ARTICLE XXXV EARLY RETIREMENT
1. Full time teachers who have taught at least twenty (20) years in the district shall be eligible to receive early retirement benefits if they attain the age of fifty-five (55) by August 31st in the year they retire.
2. Retirement Benefits for employees who meet the eligibility requirements set forth above in Section 1: The early retirement benefit for employees who meet the eligibility requirements set forth above in Section 1 shall be subsection a or subsection b as determined by the District pursuant to subsection c, below:
a. A Non-Elective Post-Employment 403(b) employer contribution plan as set forth in the Economic Growth and Tax Relief Reconciliation Act of 2001 (EGTRRA). The retiree shall receive six hundred and forty ($640) per month for sixty (60) months contributed to a non-elective post-employment 403(b) employer contribution plan as set forth in the Economic Growth and Tax Relief Reconciliation Act of 2001 (EGTRRA). The total non-elective Post-Employment 403(b) employer contributions may not exceed the maximum permitted by law i.e., IRC Section 415 limits. The non-elective post-employment 403(b) employer contribution plan shall be made monthly on the thirtieth (30th) of each month starting with September 1st of the year retirement takes effect. or
b. The District shall fund a Health Reimbursement Account (HRA) premium only plan. The District's contributions to the HRA premium only plan are based upon the following:
1) Employees who elect to take early retirement shall receive contributions to the HRA premium only plan based upon the employee's years of service with the District. The employee shall receive a contribution to the HRA premium only plan of ten percent (10%) of the BA Base Step 1 for each year of service for a maximum of twenty-five (25) years of service in the District. The calculation of the above shall be based upon the BA Base Step 1 in effect as of June 30th of the year in which the employee retired. For example, if the employee retired at the end of the 2007-2008 school year, the BA Base Step 1 for the calculation purposes shall be the BA Base Step 1 on June 30, 2008. The maximum aggregate contribution to the HRA premium only plan shall be two hundred and fifty percent (250%) of the BA Base Step 1 (i.e. 10% of BA Base Step 1 multiplied by twenty-five (25)
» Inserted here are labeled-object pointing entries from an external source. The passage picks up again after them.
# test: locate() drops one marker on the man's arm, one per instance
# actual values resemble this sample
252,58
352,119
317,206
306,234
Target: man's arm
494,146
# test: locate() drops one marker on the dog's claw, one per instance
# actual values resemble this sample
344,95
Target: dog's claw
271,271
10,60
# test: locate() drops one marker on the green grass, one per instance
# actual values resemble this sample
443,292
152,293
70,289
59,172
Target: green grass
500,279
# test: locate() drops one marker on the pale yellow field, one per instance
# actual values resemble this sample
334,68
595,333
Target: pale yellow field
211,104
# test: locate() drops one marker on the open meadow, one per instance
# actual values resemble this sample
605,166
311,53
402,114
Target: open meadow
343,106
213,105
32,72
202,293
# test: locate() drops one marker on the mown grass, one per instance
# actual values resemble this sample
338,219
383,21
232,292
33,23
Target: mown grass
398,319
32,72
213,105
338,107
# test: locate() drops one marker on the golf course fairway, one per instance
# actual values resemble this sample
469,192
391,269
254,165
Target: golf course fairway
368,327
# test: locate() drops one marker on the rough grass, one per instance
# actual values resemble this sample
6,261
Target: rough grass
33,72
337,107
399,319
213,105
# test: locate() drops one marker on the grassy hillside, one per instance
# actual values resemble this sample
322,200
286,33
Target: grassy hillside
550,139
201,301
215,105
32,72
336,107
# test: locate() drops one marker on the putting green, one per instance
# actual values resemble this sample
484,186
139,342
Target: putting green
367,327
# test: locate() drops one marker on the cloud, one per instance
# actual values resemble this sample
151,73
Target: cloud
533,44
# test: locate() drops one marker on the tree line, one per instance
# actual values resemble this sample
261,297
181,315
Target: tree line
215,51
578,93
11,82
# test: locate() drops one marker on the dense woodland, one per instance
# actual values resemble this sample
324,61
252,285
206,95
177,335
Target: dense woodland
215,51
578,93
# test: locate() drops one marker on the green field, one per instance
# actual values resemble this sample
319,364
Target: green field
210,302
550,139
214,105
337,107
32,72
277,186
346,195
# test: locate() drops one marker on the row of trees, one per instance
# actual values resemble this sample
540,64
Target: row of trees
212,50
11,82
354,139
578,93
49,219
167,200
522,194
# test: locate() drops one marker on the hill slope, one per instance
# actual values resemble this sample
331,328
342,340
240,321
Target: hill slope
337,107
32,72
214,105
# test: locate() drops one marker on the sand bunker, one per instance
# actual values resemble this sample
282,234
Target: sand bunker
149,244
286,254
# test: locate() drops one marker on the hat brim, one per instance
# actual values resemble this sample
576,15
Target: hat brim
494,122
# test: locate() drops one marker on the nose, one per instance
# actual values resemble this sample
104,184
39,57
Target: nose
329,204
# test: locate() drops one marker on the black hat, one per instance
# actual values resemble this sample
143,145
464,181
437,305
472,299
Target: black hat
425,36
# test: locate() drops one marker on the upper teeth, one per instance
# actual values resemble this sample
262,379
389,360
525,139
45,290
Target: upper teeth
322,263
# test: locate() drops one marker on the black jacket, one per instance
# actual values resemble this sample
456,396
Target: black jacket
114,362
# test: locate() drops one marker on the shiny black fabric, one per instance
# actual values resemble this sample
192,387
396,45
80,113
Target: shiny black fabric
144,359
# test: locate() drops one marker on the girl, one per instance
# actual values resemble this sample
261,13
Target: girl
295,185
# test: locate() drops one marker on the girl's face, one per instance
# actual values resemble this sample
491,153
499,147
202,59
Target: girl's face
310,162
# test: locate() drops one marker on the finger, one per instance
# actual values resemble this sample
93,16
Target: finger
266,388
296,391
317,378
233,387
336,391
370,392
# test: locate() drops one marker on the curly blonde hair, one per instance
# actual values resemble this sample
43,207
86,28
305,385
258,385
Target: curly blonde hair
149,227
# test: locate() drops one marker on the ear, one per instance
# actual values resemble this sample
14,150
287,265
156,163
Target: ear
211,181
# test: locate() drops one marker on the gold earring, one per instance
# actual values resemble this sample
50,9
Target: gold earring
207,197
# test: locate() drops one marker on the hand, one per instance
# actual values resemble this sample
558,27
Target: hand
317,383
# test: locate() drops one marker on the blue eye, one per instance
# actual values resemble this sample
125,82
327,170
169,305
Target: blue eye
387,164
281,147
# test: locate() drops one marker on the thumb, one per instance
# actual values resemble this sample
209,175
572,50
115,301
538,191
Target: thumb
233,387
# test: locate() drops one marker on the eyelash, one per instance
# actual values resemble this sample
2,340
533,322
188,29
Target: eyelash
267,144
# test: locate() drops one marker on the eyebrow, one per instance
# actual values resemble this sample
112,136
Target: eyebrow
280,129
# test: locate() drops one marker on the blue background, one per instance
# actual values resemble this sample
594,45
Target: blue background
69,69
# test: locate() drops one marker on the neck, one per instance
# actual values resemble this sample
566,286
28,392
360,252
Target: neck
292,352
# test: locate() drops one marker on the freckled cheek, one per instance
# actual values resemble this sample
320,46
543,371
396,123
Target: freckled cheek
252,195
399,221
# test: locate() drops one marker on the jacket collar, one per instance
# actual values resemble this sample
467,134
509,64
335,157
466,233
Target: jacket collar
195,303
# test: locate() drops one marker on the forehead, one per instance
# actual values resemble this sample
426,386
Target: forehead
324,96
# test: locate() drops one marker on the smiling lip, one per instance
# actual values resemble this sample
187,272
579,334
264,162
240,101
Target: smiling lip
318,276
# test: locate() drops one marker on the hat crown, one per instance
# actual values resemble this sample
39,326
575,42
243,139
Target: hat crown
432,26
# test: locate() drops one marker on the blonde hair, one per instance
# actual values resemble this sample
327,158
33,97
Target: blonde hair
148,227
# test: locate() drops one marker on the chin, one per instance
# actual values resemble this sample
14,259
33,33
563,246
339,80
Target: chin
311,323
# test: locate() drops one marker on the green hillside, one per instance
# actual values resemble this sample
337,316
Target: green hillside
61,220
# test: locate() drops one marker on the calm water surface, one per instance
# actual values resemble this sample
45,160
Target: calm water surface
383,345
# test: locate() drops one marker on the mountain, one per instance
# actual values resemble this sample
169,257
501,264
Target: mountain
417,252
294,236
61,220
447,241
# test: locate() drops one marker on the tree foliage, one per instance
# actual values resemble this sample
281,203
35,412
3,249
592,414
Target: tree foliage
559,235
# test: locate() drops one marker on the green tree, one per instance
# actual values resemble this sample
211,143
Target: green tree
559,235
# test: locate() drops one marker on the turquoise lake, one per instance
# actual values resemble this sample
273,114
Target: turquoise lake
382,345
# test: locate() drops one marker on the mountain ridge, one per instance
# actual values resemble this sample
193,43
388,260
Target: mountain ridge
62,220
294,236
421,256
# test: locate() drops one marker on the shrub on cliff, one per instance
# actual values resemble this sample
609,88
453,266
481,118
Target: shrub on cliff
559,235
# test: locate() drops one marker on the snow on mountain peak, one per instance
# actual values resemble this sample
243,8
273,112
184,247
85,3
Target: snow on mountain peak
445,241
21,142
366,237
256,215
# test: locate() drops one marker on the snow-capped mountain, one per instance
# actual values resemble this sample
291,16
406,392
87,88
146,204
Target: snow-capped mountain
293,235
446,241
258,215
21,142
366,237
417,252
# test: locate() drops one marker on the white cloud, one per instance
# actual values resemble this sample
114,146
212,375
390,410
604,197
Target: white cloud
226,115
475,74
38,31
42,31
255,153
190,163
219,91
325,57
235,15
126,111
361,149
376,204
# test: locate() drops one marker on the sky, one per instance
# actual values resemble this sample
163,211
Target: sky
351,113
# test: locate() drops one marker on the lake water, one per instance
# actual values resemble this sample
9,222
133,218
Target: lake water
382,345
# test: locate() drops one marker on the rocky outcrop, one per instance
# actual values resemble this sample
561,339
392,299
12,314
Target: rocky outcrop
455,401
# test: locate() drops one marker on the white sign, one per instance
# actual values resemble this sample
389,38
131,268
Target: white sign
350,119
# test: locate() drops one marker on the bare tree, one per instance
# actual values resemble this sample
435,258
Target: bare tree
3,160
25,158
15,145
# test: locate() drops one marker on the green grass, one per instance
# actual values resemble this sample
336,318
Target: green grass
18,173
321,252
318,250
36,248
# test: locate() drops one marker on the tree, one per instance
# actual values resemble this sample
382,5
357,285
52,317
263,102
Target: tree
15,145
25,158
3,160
2) Employees who elect to take early retirement shall also receive payments to the HRA premium only plan based upon the number of accumulated sick leave days the employee has at the time of retirement. Time of retirement is defined as the employee's last day of work. Employees shall receive three hundred and fifty dollars ($350.00) for each accumulated sick leave day up to a maximum of one hundred fifty (150) days. The total contribution to the HRA premium only plan under this subsection shall not exceed fifty-two thousand five hundred dollars ($52,000.00) [i.e. $350.00*150 sick leave days = $52,000.00].
c. The District shall make its determination as to which option, section 2, subsection a. or subsection b., as set forth above, in accordance with the health
insurance carrier's plan requirements and the retirees' classification, i.e. enrolled on the District's health insurance or not enrolled on the District health insurance, as established prior to the effective date of retirement.
4. The District shall make available to retirees group health insurance coverage as maintained by the District for active teachers.
The district shall pay its portion through August of the year in which the teacher retires.
5. In order to secure the monthly retirement benefit the teacher must notify the Board of Education of his/her intention to retire not later than February 15th of the preceding school year, earlier if possible. The Board may waive this deadline date, if in their judgment, there are extenuating circumstances such as illness. Early retirement benefits shall be available to employees who voluntarily resign from their position. Employees discharged pursuant to the terms of this collective bargaining agreement are not eligible for the benefits provided under this section.
6. A teacher receiving early retirement benefits that become eligible for unemployment compensation, by virtue of other employment, shall have the early retirement benefits reduced by any unemployment compensation benefits required to be paid by the district.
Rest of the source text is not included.